With the mental energy necessary to contrive some of these plots, I can see why Gossip Girl needs such frequent breaks. Let's see what they conjured up for us after their most recent hiatus:
8:01 Okay, I love Blair's horrible British accent.
8:03 Three minutes in and Cyrus has already earned his paycheck for the episode. He's always welcome here.
8:04 Chuck's date can hold her breath for 5 minutes. Presumably that's how long Chuck had to smother her before he defiled her corpse. I can't believe it took me this long to realize that he was the heir apparent to American Psycho.
8:05 Nate got into Columbia, Blair's being pushed to attend NYU (apparently a bastion of lesbianism). Wonder if this has anything to do with Gossip Girl being shot in New York.
8:07 Rufus practically left tread marks running out to shop with Lily. He is to whipped as she is to preggers.
8:09 Blair makes a brash deal with Grandfather Vanderbilt. I don't see this ending well. Oh, and my friend's brother was just bar mitzvah'd in that "church" they were sitting in.

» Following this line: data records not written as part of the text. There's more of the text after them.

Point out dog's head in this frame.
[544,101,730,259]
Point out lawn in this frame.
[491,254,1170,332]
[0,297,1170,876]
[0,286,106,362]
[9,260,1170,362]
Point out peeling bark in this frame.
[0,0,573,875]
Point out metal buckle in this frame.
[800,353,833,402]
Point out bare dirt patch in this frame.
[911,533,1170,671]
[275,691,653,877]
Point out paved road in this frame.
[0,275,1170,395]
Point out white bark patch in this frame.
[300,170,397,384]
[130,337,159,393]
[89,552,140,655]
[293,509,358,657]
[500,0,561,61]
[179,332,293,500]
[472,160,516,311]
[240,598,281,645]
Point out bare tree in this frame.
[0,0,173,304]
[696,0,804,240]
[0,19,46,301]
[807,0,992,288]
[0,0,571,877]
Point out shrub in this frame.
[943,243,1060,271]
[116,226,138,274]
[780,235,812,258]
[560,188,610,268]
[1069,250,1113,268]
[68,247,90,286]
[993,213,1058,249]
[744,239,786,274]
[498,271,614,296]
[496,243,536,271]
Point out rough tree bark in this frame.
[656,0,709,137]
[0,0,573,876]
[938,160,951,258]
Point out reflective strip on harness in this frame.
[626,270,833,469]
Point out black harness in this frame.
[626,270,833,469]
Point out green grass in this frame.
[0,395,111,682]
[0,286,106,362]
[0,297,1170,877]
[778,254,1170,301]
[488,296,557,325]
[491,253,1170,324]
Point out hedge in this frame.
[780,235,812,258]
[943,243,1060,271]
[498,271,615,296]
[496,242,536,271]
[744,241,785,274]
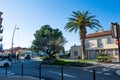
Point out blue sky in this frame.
[0,0,120,50]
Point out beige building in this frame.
[85,30,118,60]
[70,44,81,59]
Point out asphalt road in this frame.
[0,60,120,80]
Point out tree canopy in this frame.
[65,11,102,59]
[31,25,66,58]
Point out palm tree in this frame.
[65,11,102,60]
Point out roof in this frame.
[86,30,111,38]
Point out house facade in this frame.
[70,44,81,59]
[85,30,118,60]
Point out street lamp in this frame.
[10,25,19,61]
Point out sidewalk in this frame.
[116,70,120,76]
[0,76,45,80]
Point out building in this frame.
[85,30,118,60]
[70,44,81,59]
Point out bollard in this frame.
[4,63,9,77]
[93,69,96,80]
[5,66,8,77]
[39,63,41,80]
[21,62,23,77]
[61,66,63,80]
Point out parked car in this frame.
[25,54,31,60]
[0,59,11,67]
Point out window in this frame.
[106,37,114,44]
[107,50,113,54]
[74,51,78,56]
[97,39,103,47]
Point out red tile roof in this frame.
[86,30,111,38]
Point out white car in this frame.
[0,59,11,67]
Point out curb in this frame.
[116,70,120,76]
[0,76,45,80]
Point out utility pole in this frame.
[111,23,120,63]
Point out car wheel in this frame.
[4,63,10,67]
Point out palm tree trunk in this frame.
[79,27,86,60]
[81,39,86,60]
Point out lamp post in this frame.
[10,25,19,62]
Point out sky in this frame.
[0,0,120,50]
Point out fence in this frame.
[0,62,96,80]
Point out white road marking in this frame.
[96,71,102,74]
[89,70,93,72]
[49,71,77,78]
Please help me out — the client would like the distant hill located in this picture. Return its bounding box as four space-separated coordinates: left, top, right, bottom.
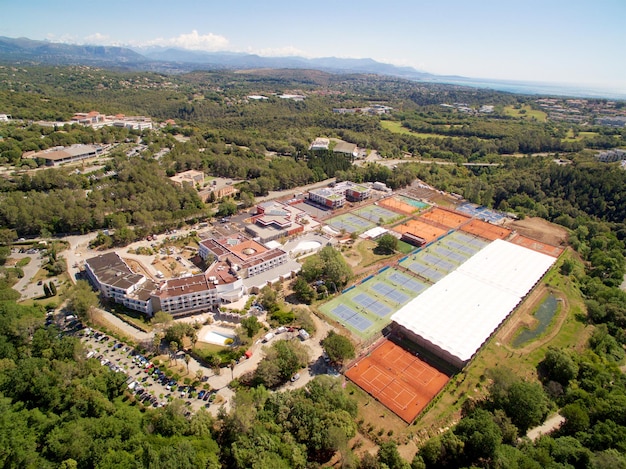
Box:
0 36 148 67
0 36 626 99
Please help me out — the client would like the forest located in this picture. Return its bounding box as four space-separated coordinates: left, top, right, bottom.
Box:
0 66 626 469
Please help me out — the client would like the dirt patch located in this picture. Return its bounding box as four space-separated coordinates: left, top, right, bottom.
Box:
496 284 569 353
504 217 568 246
122 258 152 278
152 256 187 278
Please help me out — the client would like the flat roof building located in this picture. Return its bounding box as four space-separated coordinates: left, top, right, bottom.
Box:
246 201 307 243
391 239 556 369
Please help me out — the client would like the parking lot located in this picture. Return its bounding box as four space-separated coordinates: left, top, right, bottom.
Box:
57 315 217 413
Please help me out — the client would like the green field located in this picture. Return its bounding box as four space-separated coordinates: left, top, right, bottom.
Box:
504 104 548 122
563 129 598 142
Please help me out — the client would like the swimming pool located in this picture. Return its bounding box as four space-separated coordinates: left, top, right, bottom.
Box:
200 330 235 345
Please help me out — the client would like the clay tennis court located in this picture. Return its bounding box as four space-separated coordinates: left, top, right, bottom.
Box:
346 340 449 423
392 219 448 243
420 207 470 228
378 197 419 215
461 219 511 241
510 234 563 257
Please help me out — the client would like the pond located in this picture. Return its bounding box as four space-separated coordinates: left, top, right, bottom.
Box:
512 295 558 348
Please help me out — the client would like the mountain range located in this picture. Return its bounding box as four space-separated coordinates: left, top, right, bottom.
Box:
0 36 626 99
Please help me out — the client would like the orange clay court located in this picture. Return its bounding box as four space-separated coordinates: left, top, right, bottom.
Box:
510 235 563 257
346 340 450 423
420 207 470 228
392 219 448 243
461 219 511 241
378 197 419 215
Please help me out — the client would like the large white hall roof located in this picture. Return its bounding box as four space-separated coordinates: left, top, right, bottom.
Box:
391 240 556 362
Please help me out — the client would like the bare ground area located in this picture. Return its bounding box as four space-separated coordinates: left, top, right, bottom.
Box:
496 283 569 353
504 217 568 246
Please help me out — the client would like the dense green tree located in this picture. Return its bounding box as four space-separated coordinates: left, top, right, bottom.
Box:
376 233 398 254
540 347 578 386
254 340 309 388
241 316 261 338
292 277 315 305
300 246 353 292
489 368 548 433
320 330 355 363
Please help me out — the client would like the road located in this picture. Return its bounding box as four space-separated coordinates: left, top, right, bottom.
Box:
254 178 336 204
354 154 501 168
526 414 565 441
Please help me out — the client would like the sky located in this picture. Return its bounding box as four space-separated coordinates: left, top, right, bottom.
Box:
0 0 626 91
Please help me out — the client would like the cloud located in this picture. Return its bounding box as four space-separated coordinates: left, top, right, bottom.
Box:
136 29 228 51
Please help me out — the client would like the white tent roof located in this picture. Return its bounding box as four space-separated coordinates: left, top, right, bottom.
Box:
391 240 556 361
359 226 389 239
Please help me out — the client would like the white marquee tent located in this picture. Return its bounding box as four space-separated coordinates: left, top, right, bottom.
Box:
391 240 556 368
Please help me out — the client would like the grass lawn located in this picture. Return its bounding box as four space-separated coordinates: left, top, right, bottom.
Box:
504 104 548 122
19 269 72 307
380 121 461 139
563 129 598 142
352 239 400 268
415 253 592 435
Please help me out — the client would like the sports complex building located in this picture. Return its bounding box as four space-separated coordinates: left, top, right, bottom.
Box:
320 201 562 422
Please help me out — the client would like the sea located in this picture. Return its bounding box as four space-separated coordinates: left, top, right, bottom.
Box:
420 76 626 100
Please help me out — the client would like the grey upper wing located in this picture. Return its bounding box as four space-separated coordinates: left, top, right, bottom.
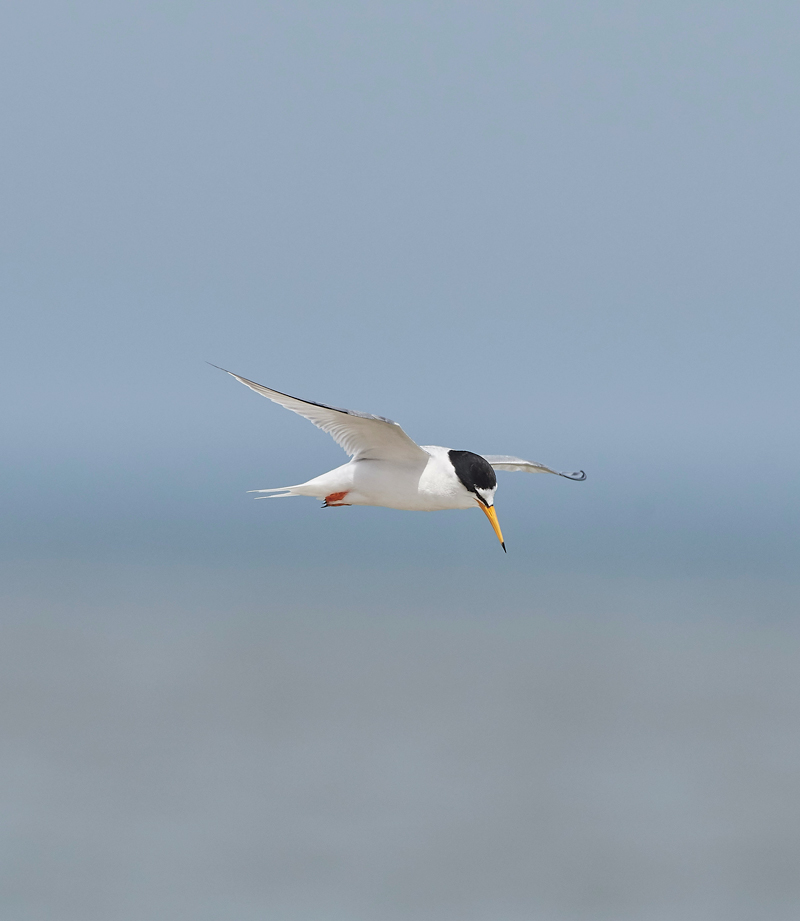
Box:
482 454 586 481
209 362 428 463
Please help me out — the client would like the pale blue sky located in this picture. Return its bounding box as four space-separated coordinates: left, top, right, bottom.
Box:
0 2 800 567
0 0 800 921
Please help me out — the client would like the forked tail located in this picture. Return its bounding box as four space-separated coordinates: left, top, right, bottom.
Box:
247 486 301 499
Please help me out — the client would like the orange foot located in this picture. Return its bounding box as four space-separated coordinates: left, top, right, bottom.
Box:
322 490 350 508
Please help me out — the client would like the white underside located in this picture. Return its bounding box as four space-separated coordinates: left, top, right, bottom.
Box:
255 445 478 512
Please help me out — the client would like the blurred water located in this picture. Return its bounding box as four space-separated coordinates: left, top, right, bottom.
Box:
0 562 800 921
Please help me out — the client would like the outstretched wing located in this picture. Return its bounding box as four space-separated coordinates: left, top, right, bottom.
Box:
209 362 429 463
483 454 586 481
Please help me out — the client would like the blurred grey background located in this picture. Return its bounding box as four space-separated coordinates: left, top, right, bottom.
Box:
0 0 800 921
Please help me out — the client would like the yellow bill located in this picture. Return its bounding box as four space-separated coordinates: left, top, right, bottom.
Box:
479 502 507 553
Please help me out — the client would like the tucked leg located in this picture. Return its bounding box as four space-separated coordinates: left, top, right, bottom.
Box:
322 490 350 508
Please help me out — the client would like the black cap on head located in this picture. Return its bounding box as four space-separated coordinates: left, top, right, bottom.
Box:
447 451 497 492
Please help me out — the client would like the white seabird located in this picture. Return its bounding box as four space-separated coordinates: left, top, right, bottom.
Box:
209 362 586 550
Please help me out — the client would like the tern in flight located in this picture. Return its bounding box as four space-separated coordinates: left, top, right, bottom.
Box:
214 362 586 550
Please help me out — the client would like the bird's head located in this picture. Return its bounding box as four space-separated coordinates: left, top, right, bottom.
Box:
447 451 506 551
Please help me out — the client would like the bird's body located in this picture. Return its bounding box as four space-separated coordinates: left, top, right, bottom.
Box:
274 445 482 512
214 365 586 550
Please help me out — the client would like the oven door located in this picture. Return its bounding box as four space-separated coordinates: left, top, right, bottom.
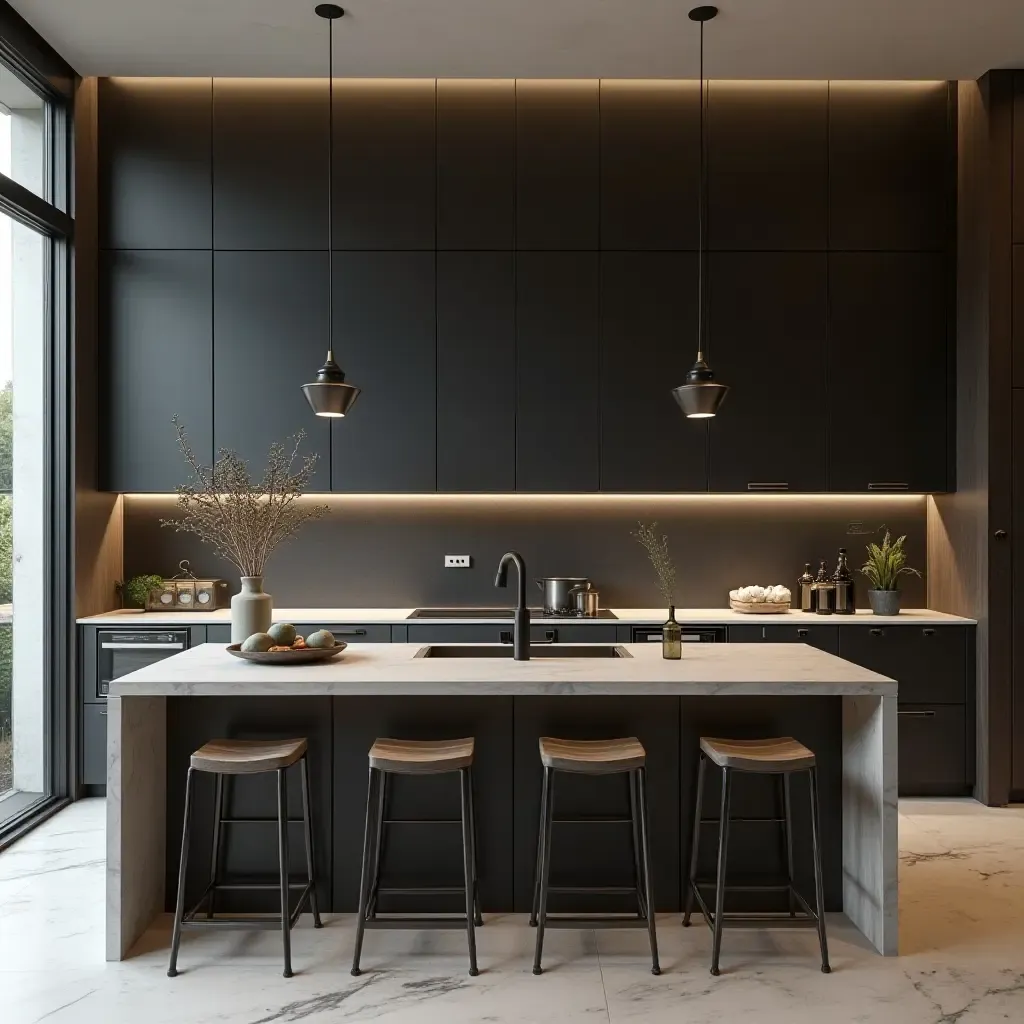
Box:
96 630 188 697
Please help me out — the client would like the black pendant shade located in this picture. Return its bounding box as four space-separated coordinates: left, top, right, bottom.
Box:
302 3 359 418
672 6 729 420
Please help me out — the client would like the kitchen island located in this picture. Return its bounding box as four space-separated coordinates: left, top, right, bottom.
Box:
106 643 897 959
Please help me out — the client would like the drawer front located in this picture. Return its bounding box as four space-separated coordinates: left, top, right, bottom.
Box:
840 626 968 705
897 703 971 797
729 623 839 654
82 703 106 785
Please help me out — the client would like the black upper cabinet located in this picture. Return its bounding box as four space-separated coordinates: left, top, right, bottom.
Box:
516 80 600 249
437 252 515 492
437 79 515 250
331 252 437 492
213 252 331 490
99 250 213 492
827 253 949 492
98 78 213 249
828 82 955 250
708 82 828 250
601 252 708 492
516 252 600 492
709 252 827 490
334 79 436 249
213 78 328 249
601 80 700 250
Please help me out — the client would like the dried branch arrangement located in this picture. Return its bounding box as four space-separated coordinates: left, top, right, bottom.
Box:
160 417 328 577
633 522 676 605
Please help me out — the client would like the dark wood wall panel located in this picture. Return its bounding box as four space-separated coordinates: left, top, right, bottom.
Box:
708 82 828 250
99 250 213 490
828 253 947 492
600 81 700 249
213 78 328 249
213 252 331 490
828 82 955 251
600 252 708 492
437 80 515 250
710 247 831 490
334 79 436 249
516 252 600 492
437 252 516 490
516 80 600 250
99 78 213 249
331 252 437 490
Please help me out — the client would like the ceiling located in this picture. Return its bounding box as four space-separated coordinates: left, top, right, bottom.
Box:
11 0 1024 79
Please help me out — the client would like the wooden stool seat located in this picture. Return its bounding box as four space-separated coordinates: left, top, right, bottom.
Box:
540 736 647 775
700 736 815 773
370 736 473 775
190 739 306 775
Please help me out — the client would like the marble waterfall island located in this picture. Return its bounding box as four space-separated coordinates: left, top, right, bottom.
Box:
106 643 898 959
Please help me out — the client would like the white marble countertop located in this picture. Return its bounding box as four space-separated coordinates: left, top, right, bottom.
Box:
78 608 976 626
111 643 897 697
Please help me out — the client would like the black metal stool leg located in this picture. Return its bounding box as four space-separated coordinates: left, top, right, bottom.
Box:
299 757 324 928
529 769 548 928
534 768 555 974
167 768 196 978
466 768 483 928
636 768 662 974
459 768 480 978
352 768 380 977
683 754 708 928
711 768 732 977
807 768 831 974
782 772 797 918
278 768 292 978
206 772 224 918
626 771 647 919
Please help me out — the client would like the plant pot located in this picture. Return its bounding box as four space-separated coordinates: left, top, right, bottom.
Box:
867 590 902 615
231 577 273 643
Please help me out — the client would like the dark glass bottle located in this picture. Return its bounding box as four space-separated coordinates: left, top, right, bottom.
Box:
833 548 857 615
797 562 814 611
662 604 683 660
814 558 836 615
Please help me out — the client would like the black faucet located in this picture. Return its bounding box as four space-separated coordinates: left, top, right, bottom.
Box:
495 551 529 662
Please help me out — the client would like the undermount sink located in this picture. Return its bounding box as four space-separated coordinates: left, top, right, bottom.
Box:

8:15 That awkward silence you heard around the country was the sound of an overly elaborate joke about Joe Lieberman's wife falling completely flat. Who could have predicted that?
8:17 So Serena got married in Spain. You can't let these van der Woodsen chicks out of the country for a minute without an epic disaster.
8:23 Someone on the writing staff just realized that cater, waiter and seder all rhyme. And he felt like sharing.
8:26 Jenny can try to explain it however she wants, but would you ever bring a date to play board games at your dad's girlfriend's apartment? I guess the answer is yes if the guy who almost raped you also lives there. Romantic.
8:27 Memo from Gossip Girl: "Williamsburg is over." Sadly, this is confirmed by the fact that I am blogging about this show from Williamsburg at this very moment. I concede that I have cost my neighborhood some serious street cred.
8:28 Further loss of dignity for me and the 'Burg: the fact that I just used "street cred" in a sentence.
8:28 Hell of speech by Nate, with some damn fine acting, to boot. And no, I'm not being sarcastic...too bad that disclaimer is necessary in regard to Nate's acting.
8:29 The Spanish Inquisition has come to their seder? This cliffhanger has me expecting the Jewish dinner guests will be tortured into changing their faith after the commericial.
8:36 Rufus is having issues with his yarlmuke positioning. And if you maintained hair like that, why ever cover it, even for God?
8:37 Wow, I am loving this seder. Best scene in a long time. One question though: why isn't Aaron there?
8:44 Interesting choice by Lily to wear a gigantic jade shamrock to Passover.
8:55 What's Rufus going to do for his next job? Who cares... he's got a sugar mama. He makes the waffles, she takes care of the bacon.
8:58 In the span of three minutes, Chuck, Nate and Blair all made completely rational and mature apologies. What the hell is going on?
8:59 So Poppy got Gabriel to entrap Serena in order to... mess with her? Steal her money? Throw competing engagement parties? I don't get this.
But damn good episode nonetheless. And no Vanessa. Coincidence?